España volvió a reconocerse. Lo hizo con futbol, con intensidad y, sobre todo, con la figura luminosa de Lamine Yamal, que marcó el pulso de un equipo decidido a dejar atrás las dudas del debut. La victoria 4-0 ante Arabia Saudí no solo significó tres puntos vitales, sino una auténtica reivindicación colectiva en el Mundial 2026.
Tras el golpe inicial, el equipo de Luis de la Fuente respondió con carácter y ajustes precisos: cuatro cambios en el once y una idea clara. El resultado fue un dominio total que despejó el horizonte y colocó a España con paso firme hacia los dieciseisavos de final.
El efecto Yamal y la resurrección ofensiva
Advertía en la previa Georgios Donis que España era menos España sin extremos desequilibrantes. Bastó la aparición de Lamine Yamal, titular por primera vez, para confirmar esa teoría. El joven atacante fue un vendaval desde el inicio: cinco intervenciones en apenas cuatro minutos y una sensación constante de peligro.

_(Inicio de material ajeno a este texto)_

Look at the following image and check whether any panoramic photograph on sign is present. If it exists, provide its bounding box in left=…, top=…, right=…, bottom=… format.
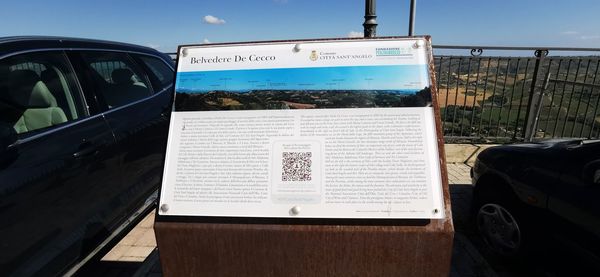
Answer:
left=159, top=38, right=444, bottom=219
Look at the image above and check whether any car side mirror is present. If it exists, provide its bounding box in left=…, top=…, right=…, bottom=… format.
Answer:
left=583, top=160, right=600, bottom=185
left=0, top=122, right=18, bottom=168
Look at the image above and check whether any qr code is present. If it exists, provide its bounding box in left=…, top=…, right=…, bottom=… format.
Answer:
left=281, top=152, right=312, bottom=181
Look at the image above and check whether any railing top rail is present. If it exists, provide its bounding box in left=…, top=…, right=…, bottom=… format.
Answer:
left=433, top=44, right=600, bottom=52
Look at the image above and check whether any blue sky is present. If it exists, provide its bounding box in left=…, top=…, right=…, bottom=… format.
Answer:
left=0, top=0, right=600, bottom=52
left=175, top=64, right=429, bottom=92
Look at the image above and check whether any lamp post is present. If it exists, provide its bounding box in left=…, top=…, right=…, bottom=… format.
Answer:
left=363, top=0, right=377, bottom=38
left=408, top=0, right=417, bottom=36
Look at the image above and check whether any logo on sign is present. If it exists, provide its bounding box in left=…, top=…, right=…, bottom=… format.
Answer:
left=310, top=50, right=319, bottom=62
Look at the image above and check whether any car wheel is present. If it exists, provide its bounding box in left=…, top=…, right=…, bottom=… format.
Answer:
left=476, top=203, right=524, bottom=257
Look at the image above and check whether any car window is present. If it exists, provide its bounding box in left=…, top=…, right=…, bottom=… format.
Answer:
left=0, top=52, right=85, bottom=134
left=137, top=55, right=174, bottom=91
left=82, top=51, right=151, bottom=109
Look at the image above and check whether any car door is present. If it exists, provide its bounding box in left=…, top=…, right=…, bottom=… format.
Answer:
left=0, top=51, right=118, bottom=276
left=548, top=141, right=600, bottom=257
left=72, top=51, right=172, bottom=223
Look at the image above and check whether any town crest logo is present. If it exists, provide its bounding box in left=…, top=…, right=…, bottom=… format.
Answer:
left=310, top=50, right=319, bottom=62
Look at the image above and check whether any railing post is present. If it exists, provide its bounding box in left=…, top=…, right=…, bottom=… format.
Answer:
left=523, top=49, right=550, bottom=141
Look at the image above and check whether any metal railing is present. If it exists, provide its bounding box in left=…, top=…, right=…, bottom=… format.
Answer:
left=434, top=45, right=600, bottom=142
left=168, top=45, right=600, bottom=142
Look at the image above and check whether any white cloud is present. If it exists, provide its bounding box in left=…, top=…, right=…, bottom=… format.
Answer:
left=202, top=15, right=225, bottom=25
left=560, top=31, right=579, bottom=36
left=348, top=31, right=365, bottom=38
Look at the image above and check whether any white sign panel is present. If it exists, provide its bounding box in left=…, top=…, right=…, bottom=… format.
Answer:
left=159, top=39, right=444, bottom=218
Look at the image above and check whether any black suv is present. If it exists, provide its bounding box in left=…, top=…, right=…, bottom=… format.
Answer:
left=0, top=37, right=174, bottom=276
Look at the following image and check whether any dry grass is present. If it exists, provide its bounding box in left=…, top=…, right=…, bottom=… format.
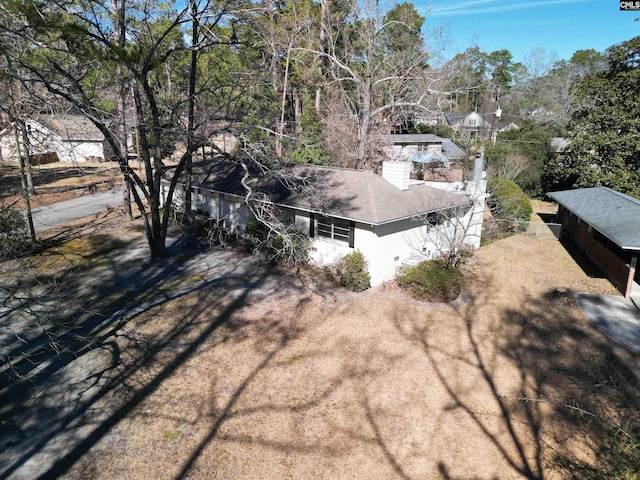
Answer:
left=0, top=164, right=640, bottom=480
left=41, top=219, right=638, bottom=479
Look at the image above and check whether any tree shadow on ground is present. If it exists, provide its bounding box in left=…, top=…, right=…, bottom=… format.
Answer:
left=0, top=222, right=330, bottom=479
left=561, top=239, right=606, bottom=278
left=0, top=165, right=119, bottom=199
left=388, top=276, right=640, bottom=480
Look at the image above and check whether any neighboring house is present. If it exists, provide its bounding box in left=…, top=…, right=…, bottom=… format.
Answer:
left=378, top=134, right=465, bottom=182
left=0, top=115, right=105, bottom=163
left=163, top=160, right=486, bottom=285
left=547, top=187, right=640, bottom=298
left=444, top=111, right=518, bottom=143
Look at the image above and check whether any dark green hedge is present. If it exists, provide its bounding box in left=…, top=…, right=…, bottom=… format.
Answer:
left=397, top=260, right=464, bottom=303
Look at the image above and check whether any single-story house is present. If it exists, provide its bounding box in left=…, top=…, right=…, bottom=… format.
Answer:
left=0, top=115, right=105, bottom=164
left=163, top=159, right=486, bottom=285
left=547, top=187, right=640, bottom=298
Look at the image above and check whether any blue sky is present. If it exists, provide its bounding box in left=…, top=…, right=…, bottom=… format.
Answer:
left=414, top=0, right=640, bottom=62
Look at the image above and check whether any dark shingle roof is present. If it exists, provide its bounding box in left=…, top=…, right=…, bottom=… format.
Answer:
left=185, top=160, right=469, bottom=225
left=379, top=133, right=443, bottom=144
left=548, top=187, right=640, bottom=250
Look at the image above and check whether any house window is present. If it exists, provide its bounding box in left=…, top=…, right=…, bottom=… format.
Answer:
left=309, top=215, right=355, bottom=248
left=316, top=216, right=349, bottom=242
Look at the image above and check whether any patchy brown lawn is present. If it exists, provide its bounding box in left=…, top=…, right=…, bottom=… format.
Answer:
left=0, top=162, right=122, bottom=209
left=0, top=167, right=640, bottom=480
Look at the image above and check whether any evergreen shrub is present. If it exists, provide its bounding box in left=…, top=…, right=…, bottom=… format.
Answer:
left=333, top=250, right=371, bottom=292
left=396, top=259, right=464, bottom=303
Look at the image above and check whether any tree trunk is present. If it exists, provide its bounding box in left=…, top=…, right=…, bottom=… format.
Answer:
left=16, top=126, right=36, bottom=195
left=13, top=121, right=37, bottom=243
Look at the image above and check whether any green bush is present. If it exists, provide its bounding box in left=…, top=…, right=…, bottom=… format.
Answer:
left=0, top=205, right=29, bottom=261
left=396, top=260, right=463, bottom=303
left=487, top=178, right=533, bottom=221
left=267, top=227, right=309, bottom=265
left=333, top=250, right=371, bottom=292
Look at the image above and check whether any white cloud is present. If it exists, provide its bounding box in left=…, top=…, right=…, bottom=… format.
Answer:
left=428, top=0, right=584, bottom=17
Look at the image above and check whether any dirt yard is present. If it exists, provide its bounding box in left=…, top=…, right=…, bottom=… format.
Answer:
left=0, top=172, right=640, bottom=480
left=0, top=162, right=121, bottom=209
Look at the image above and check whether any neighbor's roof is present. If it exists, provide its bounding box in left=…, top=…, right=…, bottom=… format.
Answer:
left=379, top=133, right=444, bottom=144
left=34, top=115, right=104, bottom=142
left=548, top=187, right=640, bottom=250
left=379, top=133, right=465, bottom=160
left=185, top=160, right=469, bottom=225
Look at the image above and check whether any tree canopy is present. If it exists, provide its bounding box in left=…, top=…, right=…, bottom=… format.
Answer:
left=545, top=37, right=640, bottom=197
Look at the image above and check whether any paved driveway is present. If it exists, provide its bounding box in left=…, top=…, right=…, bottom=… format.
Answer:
left=32, top=189, right=122, bottom=232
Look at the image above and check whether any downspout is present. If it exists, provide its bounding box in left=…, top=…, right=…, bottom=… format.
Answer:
left=624, top=257, right=638, bottom=299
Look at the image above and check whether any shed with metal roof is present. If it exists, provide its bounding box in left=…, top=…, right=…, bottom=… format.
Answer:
left=548, top=187, right=640, bottom=298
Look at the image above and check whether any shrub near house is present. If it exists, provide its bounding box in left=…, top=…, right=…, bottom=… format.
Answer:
left=397, top=260, right=463, bottom=303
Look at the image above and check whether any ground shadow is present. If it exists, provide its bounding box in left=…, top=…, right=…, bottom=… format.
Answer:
left=383, top=274, right=640, bottom=480
left=0, top=219, right=330, bottom=479
left=561, top=238, right=606, bottom=278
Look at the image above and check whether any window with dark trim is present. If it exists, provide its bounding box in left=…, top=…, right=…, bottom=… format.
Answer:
left=309, top=214, right=355, bottom=248
left=316, top=215, right=349, bottom=242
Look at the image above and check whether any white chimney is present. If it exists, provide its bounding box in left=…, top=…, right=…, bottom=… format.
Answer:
left=382, top=160, right=411, bottom=190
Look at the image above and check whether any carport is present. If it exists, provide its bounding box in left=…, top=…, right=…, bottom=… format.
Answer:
left=548, top=187, right=640, bottom=305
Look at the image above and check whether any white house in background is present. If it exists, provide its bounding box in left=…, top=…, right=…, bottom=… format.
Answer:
left=163, top=159, right=486, bottom=285
left=0, top=115, right=105, bottom=163
left=444, top=111, right=518, bottom=143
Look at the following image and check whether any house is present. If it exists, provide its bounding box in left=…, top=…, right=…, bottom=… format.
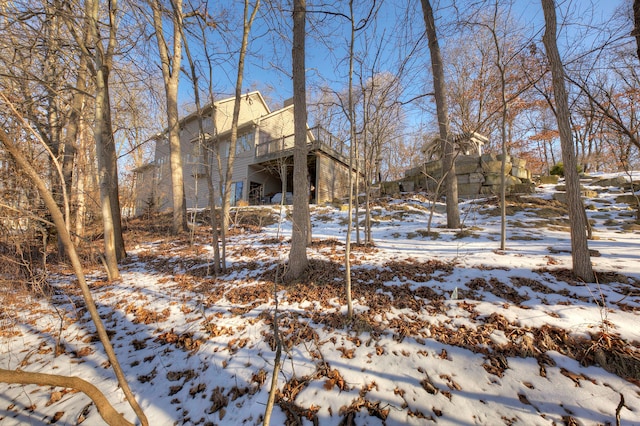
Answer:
left=135, top=91, right=356, bottom=215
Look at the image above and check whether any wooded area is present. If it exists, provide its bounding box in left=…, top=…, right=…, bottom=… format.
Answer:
left=0, top=0, right=640, bottom=423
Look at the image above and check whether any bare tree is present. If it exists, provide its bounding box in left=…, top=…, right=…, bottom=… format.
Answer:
left=541, top=0, right=595, bottom=282
left=631, top=0, right=640, bottom=60
left=421, top=0, right=460, bottom=228
left=285, top=0, right=310, bottom=281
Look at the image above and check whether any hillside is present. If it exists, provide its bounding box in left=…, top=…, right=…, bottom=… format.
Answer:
left=0, top=178, right=640, bottom=426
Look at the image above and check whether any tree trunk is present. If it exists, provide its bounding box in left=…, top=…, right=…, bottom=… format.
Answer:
left=283, top=0, right=309, bottom=281
left=541, top=0, right=595, bottom=283
left=0, top=129, right=148, bottom=425
left=86, top=0, right=125, bottom=280
left=221, top=0, right=260, bottom=270
left=421, top=0, right=460, bottom=229
left=631, top=0, right=640, bottom=59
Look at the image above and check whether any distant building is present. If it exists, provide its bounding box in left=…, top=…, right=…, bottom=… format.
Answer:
left=135, top=91, right=358, bottom=215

Su impacto fue inmediato. Al minuto 10, aprovechó desajustes defensivos para firmar su primer gol en un Mundial, encendiendo a una afición entregada en Atlanta. Su descaro cambió el ritmo del partido y contagió al resto del equipo, que comenzó a carburar con fluidez y precisión.

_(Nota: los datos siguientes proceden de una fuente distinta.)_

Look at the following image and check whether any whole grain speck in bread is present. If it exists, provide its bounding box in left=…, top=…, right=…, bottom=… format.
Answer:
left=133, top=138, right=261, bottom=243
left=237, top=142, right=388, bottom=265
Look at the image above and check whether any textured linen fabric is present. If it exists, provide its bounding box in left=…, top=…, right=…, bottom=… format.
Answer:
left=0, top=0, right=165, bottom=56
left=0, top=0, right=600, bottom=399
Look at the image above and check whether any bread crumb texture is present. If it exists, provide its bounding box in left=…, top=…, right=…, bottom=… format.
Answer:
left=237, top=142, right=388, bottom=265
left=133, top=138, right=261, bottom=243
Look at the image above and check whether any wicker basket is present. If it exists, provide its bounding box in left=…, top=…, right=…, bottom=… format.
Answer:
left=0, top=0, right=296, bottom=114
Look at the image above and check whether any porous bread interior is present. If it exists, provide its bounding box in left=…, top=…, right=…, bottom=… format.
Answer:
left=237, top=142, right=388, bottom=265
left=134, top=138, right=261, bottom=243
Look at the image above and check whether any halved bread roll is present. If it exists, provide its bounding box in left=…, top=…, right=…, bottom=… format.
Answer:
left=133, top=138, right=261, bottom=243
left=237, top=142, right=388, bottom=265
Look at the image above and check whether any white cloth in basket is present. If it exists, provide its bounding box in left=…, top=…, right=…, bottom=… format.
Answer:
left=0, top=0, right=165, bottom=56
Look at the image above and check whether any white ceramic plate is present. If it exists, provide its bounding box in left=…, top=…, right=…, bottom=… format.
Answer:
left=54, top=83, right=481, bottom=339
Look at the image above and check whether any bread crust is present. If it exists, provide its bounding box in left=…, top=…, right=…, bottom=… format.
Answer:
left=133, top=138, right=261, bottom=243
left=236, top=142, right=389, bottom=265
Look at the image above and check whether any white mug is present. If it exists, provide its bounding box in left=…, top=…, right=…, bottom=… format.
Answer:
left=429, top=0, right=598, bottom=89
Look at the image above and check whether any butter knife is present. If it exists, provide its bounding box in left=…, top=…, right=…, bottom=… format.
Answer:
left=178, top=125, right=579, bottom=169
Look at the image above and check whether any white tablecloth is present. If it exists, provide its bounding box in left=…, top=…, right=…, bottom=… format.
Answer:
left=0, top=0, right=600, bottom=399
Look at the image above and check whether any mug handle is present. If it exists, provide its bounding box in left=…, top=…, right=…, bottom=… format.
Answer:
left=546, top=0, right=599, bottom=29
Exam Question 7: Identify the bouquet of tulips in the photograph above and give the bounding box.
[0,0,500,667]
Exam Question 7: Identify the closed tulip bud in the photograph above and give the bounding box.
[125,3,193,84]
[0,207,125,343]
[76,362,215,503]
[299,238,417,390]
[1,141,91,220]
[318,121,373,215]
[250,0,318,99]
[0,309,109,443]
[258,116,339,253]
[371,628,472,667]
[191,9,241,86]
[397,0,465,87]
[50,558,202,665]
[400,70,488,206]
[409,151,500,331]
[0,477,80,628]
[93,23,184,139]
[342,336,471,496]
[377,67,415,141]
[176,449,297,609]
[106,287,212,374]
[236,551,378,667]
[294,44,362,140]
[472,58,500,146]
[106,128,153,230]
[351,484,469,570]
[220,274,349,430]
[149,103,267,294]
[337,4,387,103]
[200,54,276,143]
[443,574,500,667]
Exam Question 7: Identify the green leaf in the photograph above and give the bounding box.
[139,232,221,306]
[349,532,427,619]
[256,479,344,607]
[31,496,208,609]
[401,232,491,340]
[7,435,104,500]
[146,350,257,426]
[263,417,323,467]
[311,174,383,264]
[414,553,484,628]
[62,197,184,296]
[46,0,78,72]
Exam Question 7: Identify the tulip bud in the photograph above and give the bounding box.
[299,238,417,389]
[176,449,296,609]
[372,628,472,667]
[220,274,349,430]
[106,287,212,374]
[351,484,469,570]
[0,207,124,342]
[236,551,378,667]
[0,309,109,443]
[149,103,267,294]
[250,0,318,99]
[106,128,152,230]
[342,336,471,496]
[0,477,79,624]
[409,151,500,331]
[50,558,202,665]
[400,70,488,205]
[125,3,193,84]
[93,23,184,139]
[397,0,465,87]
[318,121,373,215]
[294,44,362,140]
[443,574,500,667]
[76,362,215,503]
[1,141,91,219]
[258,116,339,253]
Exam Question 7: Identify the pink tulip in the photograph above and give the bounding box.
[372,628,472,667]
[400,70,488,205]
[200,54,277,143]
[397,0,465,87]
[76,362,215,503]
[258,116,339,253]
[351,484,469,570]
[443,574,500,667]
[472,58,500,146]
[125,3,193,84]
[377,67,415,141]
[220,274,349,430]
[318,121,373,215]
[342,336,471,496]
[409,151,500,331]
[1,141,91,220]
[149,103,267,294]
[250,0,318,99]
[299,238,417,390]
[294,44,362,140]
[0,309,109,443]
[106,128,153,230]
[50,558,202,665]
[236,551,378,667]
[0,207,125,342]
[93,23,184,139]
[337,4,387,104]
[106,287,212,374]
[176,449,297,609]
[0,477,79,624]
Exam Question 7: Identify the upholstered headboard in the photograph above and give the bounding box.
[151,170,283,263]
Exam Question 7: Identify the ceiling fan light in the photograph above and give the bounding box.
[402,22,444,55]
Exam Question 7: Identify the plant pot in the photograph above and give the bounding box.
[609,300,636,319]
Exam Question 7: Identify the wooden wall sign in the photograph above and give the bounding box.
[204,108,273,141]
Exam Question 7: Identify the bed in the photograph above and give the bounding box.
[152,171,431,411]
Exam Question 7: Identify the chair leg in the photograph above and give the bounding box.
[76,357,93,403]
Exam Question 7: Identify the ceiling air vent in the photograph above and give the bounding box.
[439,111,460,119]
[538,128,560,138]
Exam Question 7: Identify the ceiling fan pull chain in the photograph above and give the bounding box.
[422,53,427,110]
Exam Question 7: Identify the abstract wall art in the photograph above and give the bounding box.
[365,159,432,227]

Oyarzabal cambia críticas por goles
Si Yamal encendió la chispa, Mikel Oyarzabal se encargó de convertirla en incendio. El delantero pasó del registro negativo ante Cabo Verde —sin tocar el balón en media hora— a protagonizar una actuación decisiva con doblete en tres minutos (21’ y 24’).

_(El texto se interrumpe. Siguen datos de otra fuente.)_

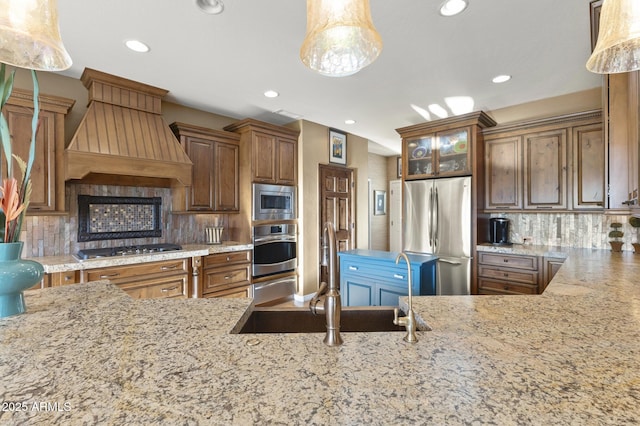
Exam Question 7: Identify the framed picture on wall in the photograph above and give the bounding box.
[373,190,387,216]
[329,129,347,165]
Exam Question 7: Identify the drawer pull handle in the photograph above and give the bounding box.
[161,265,178,271]
[100,272,120,280]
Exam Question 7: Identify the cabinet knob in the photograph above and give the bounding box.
[161,265,178,271]
[100,272,120,279]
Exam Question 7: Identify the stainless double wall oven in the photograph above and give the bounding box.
[250,184,298,304]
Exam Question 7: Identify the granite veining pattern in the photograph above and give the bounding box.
[0,249,640,425]
[25,241,253,274]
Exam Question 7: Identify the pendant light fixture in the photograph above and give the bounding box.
[300,0,382,77]
[587,0,640,74]
[0,0,71,71]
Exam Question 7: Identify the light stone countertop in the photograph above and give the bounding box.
[30,241,253,274]
[0,250,640,425]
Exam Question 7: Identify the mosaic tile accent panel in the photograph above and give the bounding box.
[89,204,154,234]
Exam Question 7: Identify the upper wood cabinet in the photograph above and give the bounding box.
[396,111,495,180]
[224,119,299,185]
[484,111,605,211]
[572,123,606,209]
[0,89,75,214]
[171,123,240,213]
[603,71,640,213]
[485,136,523,210]
[523,129,568,210]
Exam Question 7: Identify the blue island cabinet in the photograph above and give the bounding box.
[338,249,438,306]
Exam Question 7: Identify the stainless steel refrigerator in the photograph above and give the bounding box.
[402,176,471,295]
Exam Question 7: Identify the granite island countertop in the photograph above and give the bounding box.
[0,250,640,425]
[29,241,253,274]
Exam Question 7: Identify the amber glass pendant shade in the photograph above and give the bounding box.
[0,0,71,71]
[587,0,640,74]
[300,0,382,77]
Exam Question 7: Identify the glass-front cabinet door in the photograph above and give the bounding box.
[405,135,436,178]
[437,128,471,176]
[404,128,471,179]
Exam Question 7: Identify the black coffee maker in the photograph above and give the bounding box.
[489,217,511,245]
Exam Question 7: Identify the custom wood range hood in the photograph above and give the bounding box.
[65,68,193,187]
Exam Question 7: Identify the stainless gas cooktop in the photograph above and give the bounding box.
[74,243,182,260]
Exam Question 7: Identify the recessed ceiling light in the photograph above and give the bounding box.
[411,104,431,121]
[427,104,449,118]
[444,96,475,115]
[491,74,511,83]
[124,40,150,53]
[196,0,224,15]
[440,0,469,16]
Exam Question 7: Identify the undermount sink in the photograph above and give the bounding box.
[232,306,405,334]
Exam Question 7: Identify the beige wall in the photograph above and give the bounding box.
[298,120,369,296]
[369,154,394,251]
[487,88,602,124]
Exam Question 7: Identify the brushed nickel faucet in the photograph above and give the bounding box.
[309,222,343,346]
[393,252,418,343]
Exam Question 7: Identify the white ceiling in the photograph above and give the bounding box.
[58,0,601,155]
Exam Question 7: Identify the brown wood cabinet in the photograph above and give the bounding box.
[396,111,495,180]
[0,89,75,214]
[224,118,300,245]
[485,136,523,210]
[224,119,299,185]
[478,252,540,294]
[484,111,605,211]
[540,256,564,293]
[523,129,568,210]
[603,71,640,213]
[82,259,190,299]
[44,271,81,287]
[171,123,240,213]
[197,250,251,297]
[573,123,605,210]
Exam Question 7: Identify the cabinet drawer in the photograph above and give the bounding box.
[478,278,538,294]
[202,265,250,294]
[202,285,249,299]
[118,274,188,299]
[204,250,251,269]
[85,259,188,283]
[478,265,538,285]
[478,252,538,271]
[49,271,80,287]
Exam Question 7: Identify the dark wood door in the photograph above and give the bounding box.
[319,165,356,281]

Además, el atacante asistió el tanto inicial, sumando tres participaciones de gol en un primer tiempo demoledor. Con sus anotaciones, alcanzó los 27 goles con la selección, igualando a Fernando Morientes como el séptimo máximo goleador histórico de España.
Ajustes tácticos y dominio total
Los cambios de Luis de la Fuente surtieron efecto. Pedri, liberado junto a Rodri, volvió a ver el futbol de cara, generando claridad en la salida. Dani Olmo aportó movilidad entre líneas, mientras Álex Baena abrió el campo por izquierda y Pedro Porro ofreció profundidad ofensiva desde el lateral.
España recuperó velocidad de balón y agresividad en campo rival. El resultado fue un equipo dinámico, vertical y con múltiples variantes ofensivas que sometió sin resistencia a una Arabia Saudí superada desde el arranque.
Pizarra, rotaciones y gestión del partido
El cuarto gol reflejó que todo funcionaba: incluso la fortuna. Un rebote tras disparo de Marc Cucurella terminó en autogol de Hassan Altambakti (49’), confirmando el dominio español. La pizarra también sumó, con otro tanto derivado de balón parado.
Con el partido resuelto, De la Fuente gestionó esfuerzos: debutó Yeremy Pino en el Mundial y dieron minutos Nico Williams y Mikel Merino, buscando recuperar sensaciones. España bajó revoluciones, pero nunca perdió el control.
España toma impulso rumbo a Uruguay
Solo faltó el gol de Ferran Torres, que volvió a quedarse con las ganas tras un tanto anulado en el tiempo añadido. Sin embargo, el equipo ya había cumplido con creces: reacción, goleada y confianza recuperada.
España llega lanzada al duelo del 26 de junio ante Uruguay, con otra cara y un mensaje claro: quiere volver a ser protagonista. Como dijo su técnico antes del partido: “Queremos ser nosotros otra vez”. Y lo consiguió.